Instabilities of Flows with and without Heat Transfer and Chemical Reactions
Invited Lecturers
- Jonathan Healey (Keele University, Keele, Staffordshire, Great Britain)
- 5 lectures on: Parallel shear flow; inviscid stability theorems; triple deck structure; method of matched asymptotic expansion; Viscous layers and Reynolds number scaling; Nonparallel and weakly nonlinear theories; Spatial and temporal problems; initial value problems and saddle-point methods for large time evolution of wave packets; case study of a rotating disk boundary layer.
- Ivan Marusic (University of Melbourne, Melbourne, Victoria, Australia)
- 4 lectures on: Experimental techniques for studies in wall turbulence and transition processes; Instabilities and self-sustaining mechanisms in wall bounded turbulent flows; Theoretical bounds on drag reduction in turbulent pipes and channel flows; Late stages of transition (nonlinear 3D transitional flows) and flows with turbulent spots; Morphology of fully developed turbulent flow.
- Thierry Poinsot (CERFACS , Toulouse Cedex, France)
- 8 lectures on: Combustion and CFD for reacting flows; combustion instabilities, flame stabilization, RANS/DNS and LES of reacting flows; absolute and convective instabilities in combustion; self-excited combustion instabilities vs forced combustion modes; network and Helmholtz methods to study acoustic modes; application of LES to real combustors and comparison with experimental results; control of stability by acoustics; simulation of two-phase reacting flows; DNS of droplet clouds; closure model and LES of evaporating droplets; combustor exhibiting instabilities: example of aircraft and helicopter engines.

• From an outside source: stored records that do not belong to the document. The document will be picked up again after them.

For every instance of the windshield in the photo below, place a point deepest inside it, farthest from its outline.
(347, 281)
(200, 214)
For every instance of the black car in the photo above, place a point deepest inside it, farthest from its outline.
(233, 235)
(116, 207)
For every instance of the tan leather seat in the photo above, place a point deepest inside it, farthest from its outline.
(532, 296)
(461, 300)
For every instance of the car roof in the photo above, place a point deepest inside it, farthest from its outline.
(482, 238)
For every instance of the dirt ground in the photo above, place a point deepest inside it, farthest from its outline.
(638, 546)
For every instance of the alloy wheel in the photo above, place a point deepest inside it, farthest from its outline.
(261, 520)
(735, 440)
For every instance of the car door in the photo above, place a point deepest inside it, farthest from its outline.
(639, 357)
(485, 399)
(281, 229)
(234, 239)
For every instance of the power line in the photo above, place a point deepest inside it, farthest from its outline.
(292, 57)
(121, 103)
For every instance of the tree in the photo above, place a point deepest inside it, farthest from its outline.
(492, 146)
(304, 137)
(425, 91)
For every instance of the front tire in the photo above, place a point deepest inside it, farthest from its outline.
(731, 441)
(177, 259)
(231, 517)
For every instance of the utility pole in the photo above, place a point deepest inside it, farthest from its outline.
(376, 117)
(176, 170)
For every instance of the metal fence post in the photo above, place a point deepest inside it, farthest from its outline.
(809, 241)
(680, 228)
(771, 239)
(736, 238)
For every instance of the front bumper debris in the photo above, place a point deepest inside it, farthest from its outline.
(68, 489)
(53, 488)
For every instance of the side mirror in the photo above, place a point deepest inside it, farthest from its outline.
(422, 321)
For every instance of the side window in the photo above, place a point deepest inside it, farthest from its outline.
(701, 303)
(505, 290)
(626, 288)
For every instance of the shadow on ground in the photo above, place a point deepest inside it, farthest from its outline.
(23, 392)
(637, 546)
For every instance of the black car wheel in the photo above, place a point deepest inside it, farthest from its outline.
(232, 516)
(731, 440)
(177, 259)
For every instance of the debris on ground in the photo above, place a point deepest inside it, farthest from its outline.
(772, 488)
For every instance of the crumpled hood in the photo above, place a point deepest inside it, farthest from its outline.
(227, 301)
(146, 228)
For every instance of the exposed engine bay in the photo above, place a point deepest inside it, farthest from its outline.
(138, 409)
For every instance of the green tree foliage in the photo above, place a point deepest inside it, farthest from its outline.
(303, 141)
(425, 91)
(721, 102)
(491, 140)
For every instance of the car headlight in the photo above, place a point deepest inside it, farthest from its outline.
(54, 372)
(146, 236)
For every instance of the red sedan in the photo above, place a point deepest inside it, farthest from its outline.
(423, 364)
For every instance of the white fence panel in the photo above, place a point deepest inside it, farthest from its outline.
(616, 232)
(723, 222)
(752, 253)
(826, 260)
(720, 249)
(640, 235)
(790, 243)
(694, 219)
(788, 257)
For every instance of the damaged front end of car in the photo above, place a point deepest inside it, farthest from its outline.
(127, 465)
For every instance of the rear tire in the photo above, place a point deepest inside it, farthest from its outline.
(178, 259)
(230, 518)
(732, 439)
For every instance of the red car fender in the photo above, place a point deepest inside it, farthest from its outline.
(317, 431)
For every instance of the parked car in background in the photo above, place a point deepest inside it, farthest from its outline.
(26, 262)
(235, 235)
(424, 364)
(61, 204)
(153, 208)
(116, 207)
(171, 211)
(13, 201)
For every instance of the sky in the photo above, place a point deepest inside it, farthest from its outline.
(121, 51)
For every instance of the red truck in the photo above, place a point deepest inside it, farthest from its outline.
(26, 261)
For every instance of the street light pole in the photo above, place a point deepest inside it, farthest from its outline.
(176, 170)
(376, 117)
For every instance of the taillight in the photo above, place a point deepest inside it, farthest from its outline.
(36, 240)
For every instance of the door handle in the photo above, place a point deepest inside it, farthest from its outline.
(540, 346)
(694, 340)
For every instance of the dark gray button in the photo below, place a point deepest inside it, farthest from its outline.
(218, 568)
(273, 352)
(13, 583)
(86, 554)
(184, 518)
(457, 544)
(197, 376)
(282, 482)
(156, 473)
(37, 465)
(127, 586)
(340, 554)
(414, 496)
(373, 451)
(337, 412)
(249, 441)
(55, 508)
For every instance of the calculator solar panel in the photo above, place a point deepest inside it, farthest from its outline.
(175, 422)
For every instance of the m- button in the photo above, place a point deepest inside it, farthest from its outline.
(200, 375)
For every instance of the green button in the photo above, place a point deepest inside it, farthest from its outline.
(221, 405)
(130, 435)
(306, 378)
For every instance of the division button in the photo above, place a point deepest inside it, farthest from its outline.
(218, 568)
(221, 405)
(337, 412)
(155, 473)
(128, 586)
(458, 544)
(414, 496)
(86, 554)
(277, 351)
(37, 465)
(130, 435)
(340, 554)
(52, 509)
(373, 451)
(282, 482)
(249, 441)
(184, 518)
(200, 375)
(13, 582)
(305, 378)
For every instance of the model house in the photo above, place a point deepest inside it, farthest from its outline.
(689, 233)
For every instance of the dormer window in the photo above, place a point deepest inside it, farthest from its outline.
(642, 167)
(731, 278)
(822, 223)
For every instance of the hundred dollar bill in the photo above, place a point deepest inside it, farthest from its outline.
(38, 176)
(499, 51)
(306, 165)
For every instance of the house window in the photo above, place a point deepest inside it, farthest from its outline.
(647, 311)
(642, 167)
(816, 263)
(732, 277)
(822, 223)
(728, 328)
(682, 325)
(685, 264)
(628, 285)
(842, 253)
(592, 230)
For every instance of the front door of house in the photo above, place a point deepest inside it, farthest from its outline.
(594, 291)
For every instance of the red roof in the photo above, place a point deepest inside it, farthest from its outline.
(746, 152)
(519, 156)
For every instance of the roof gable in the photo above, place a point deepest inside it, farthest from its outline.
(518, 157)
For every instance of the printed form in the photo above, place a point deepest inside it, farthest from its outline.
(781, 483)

- Tapan K. Sengupta (Indian Institute of Technology, Kanpur, India)
- 8 lectures on: Wave mechanics and space-time scales in fluid dynamical system; stability and receptivity; Compound matrix method for Orr-Sommerfeld equation; Bromwich contour integral method for receptivity; transient growth mechanism for spatially stable systems; verification by DNS; stability of mixed convection flow past vertical plate; DNS of vortex-induced instability and bypass transition; bluff body flow instability for isothermal and mixed convection, assisting and opposing flows; free stream turbulence modeling and its effect on bluff body flow instability.
- Paul J. Strykowski (University of Minnesota, Minneapolis, Minnesota, USA)
- 5 lectures on: Experimental aspects: Instabilities, role of initial conditions, background excitation and receptivity; verifying the foundation of linear stability theory; experimental demonstration of absolute and convective instabilities on free shear layer; dependence on flow parameters and geometry; lab examples showing connection between linear theory and global flow dynamics; flow control exploiting insight from stability theory.